AP通信は東京消防庁の話として、この事件で3人が重傷を負ったと伝えた。日経新聞など国内メディアは、72歳の男性が刺され、意識不明の重体だとした。
報道によると、警察は現場で24歳の男性を逮捕した。透明な液体を車内で噴霧し、火をつけたとされる。「死刑になりたかった。2人以上殺せば死刑になると思った」などと話しているという。
事件は、多くの人が仮装して街に出るハロウィーンの夜に起きた。
目撃者によると、男性は紫色のスーツと緑色のシャツを着ていたという。鮮やかな紫色のスーツと緑色のシャツの組み合わせは、コミックスや映画の「バットマン」シリーズに登場する悪役「ジョーカー」に似ていたとされる。
NHKなど複数報道によると、容疑者は調べに対して「仕事で失敗して友人関係がうまくいかなかった。今年6月ごろから人を殺そうと思っていた」などと供述。服装については、悪役「ジョーカー」の格好だとして、「ジョーカーに憧れていた。勝負服だ」などと話しているという。
動画には、緊急停止した電車内で乗客たちが炎から逃げようと車両を移動したり、列車の窓から外へと出たりする様子が撮影されている。

画像提供, Reuters
目撃者の1人は読売新聞に、「ハロウィーンの演出かと思ったら、その後ろから男がゆっくりと長い刃物を振り回しながら歩いてきた」と話した。
動画を撮影した木村俊介さんはNHKに、「車内で何が起きているのか分からない状態でドアもすぐに開かないし、命からがら窓から逃げた、怖かった」と話した。

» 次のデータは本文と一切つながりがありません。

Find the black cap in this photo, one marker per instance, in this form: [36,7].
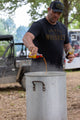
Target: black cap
[57,6]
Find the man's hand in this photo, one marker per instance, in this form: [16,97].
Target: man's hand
[33,49]
[70,58]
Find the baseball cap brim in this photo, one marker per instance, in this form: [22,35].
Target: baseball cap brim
[57,6]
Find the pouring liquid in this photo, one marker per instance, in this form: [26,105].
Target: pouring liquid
[45,63]
[39,56]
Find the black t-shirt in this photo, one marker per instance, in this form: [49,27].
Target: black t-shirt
[50,40]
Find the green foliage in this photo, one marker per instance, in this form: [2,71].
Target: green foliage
[36,10]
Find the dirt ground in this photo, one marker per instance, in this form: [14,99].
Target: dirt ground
[13,99]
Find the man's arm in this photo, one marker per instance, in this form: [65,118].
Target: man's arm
[67,47]
[28,42]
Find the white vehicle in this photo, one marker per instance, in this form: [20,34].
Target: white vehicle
[74,36]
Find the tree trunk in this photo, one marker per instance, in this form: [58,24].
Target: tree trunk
[65,13]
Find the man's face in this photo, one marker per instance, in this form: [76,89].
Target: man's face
[53,16]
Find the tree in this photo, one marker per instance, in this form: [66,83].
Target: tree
[20,33]
[35,8]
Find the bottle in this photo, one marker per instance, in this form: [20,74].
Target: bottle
[35,56]
[70,52]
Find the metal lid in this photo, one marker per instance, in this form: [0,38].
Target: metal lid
[45,74]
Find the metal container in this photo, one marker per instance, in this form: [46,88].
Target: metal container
[46,95]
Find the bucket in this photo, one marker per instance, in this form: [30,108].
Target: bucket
[46,95]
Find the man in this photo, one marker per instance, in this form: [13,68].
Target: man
[49,37]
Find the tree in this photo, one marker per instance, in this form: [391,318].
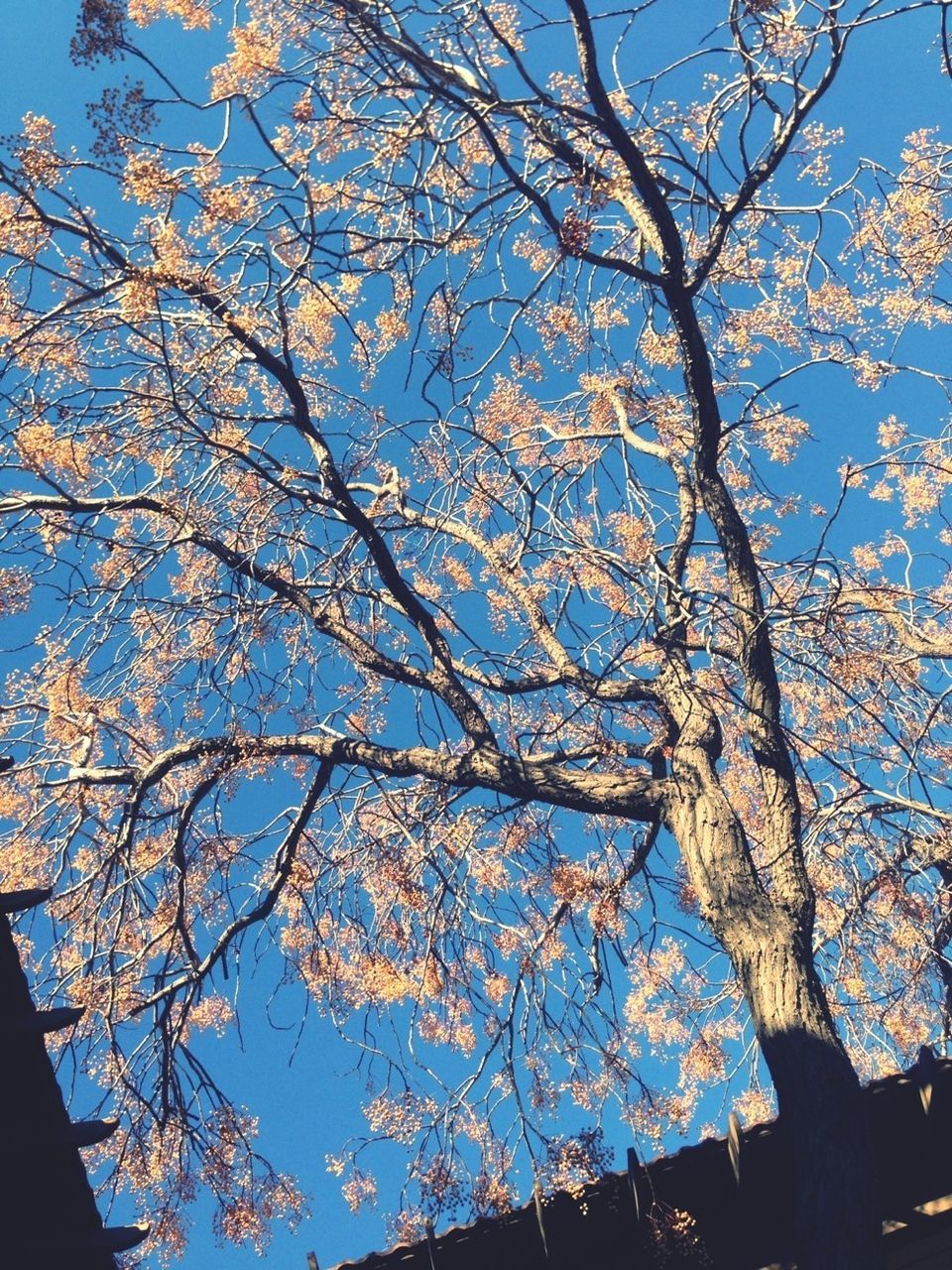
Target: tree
[404,463]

米俳優ホアキン・フィーニックスさんがアカデミー賞主演男優賞を得た2019年映画「ジョーカー」では、地下鉄車内で起きる暴力事件が、主人公が「ジョーカー」に変容していく大きなきっかけとなる重要な場面として描かれている。
日本では凶暴な犯罪はあまり多くない。だが近年は、刃物を使った事件が相次いでいる。
今年8月には、東京の小田急小田原線の車内で、刃物を持った男性が乗客10人に切りつけ負傷させる事件が起きた。2019年には、バスを待っていた通学途中の子どもたちを男性が襲い、2人を死亡させ、少なくとも18人にけがを負わせた。